Le chômage urbain flambe. On compte treize millions de chômeurs aux États-Unis en 1933.
En l'absence de cotisations sociales, une grande partie d'entre eux doit s'en remettre à
la charité publique. Le cinéaste Charlie Chaplin témoigne de ce drame à travers les
péripéties de «Charlot».
La dévaluation du dollar, le 19 avril 1932, permet à l'économie américaine de
retrouver un peu de vigueur. Mais ce nouvel élan est brisé net par la politique
interventionniste du nouveau président, Franklin Delanoo Roosevelt, comme le montre
l'économiste Alfred Sauvy. Ce n'est qu'en 1936 que les États-Unis verront enfin le bout
du tunnel.
Le reste du monde est affecté par ricochets. Des pays comme le Brésil ou l'Argentine
voient la montée de partis populistes et autoritaires. En Allemagne, le chômage qui
frappe les classes moyennes favorise la remontée électorale du parti nazi. Son leader, Adolf Hitler, voyait son étoile pâlir en 1929. Trois ans
plus tard, il accède au pouvoir.
En France, où le protectionnisme est de mise, la crise ne se manifeste qu'en 1932. Elle
est aggravée par les mesures du Front populaire et ne prendra véritablement fin qu'avec
la seconde guerre mondiale.
Origines de la Grande Crise
La Crise de 1929 tire ses origines lointaines de la Grande Guerre de 14-18.
Au sortir du conflit, la Grande-Bretagne a souhaité restaurer les signes monétaires de
sa splendeur d'antan en oubliant que ses ressources et sa puissance réelles étaient
très diminuées.
C'est ainsi qu'elle a décidé d'instaurer le Gold Exchange Standard, qui fait de
la livre une monnaie de réserve à l'égal de l'or et du dollar.

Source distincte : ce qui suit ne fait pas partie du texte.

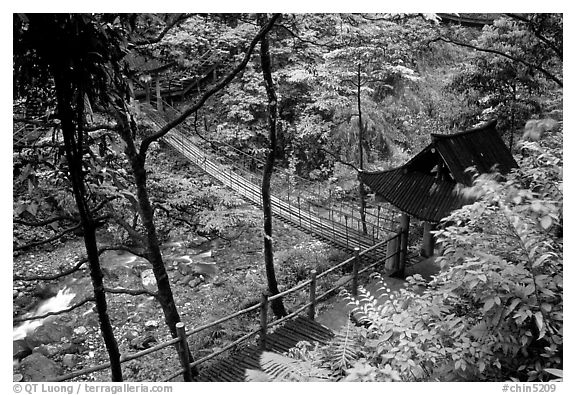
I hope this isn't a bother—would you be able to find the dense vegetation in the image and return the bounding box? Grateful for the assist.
[13,14,563,381]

Pour justifier cette prétention, le gouvernement britannique doit attirer des capitaux de
partout et pour cela, il offre des emprunts à des taux d'intérêt plus élevés qu'aux
États-Unis et ailleurs.
Il s'ensuit que les Américains bénéficient chez eux de taux d'intérêt relativement
plus bas qu'à Londres et ils en profitent pour emprunter et investir à la Bourse. Cette
arrivée massive d'argent frais à Wall Street à partir de 1924 est à l'origine de la
hausse rapide autant qu'irrationnelle du cours des actions.
Le chancelier de l'Échiquier, c'est-à-dire le ministre de l'Économie du gouvernement de
Londres, encourage cette désastreuse fuite des capitaux.
Il impose en 1925 une réévaluation de la livre qui permet aux détenteurs de
la devise britannique d'échanger celle-ci contre un plus grand nombre de dollars. Ce
ministre en partie responsable de la Grande Crise n'est autre qu'un certain Winston Churchill.
Bibliographie
Il existe une abondante bibliographie sur la Grande Crise. Je recommande entre autres la
lecture de la volumineuse «Histoire économique de la France entre les deux guerres»
par Alfred Sauvy (trois tomes aux éditions Économica).
Cet ouvrage centré sur la France est d'une
lecture facile malgré sa taille et donne un aperçu iconoclaste et très concret sur les
réalités sociales et politiques de l'époque.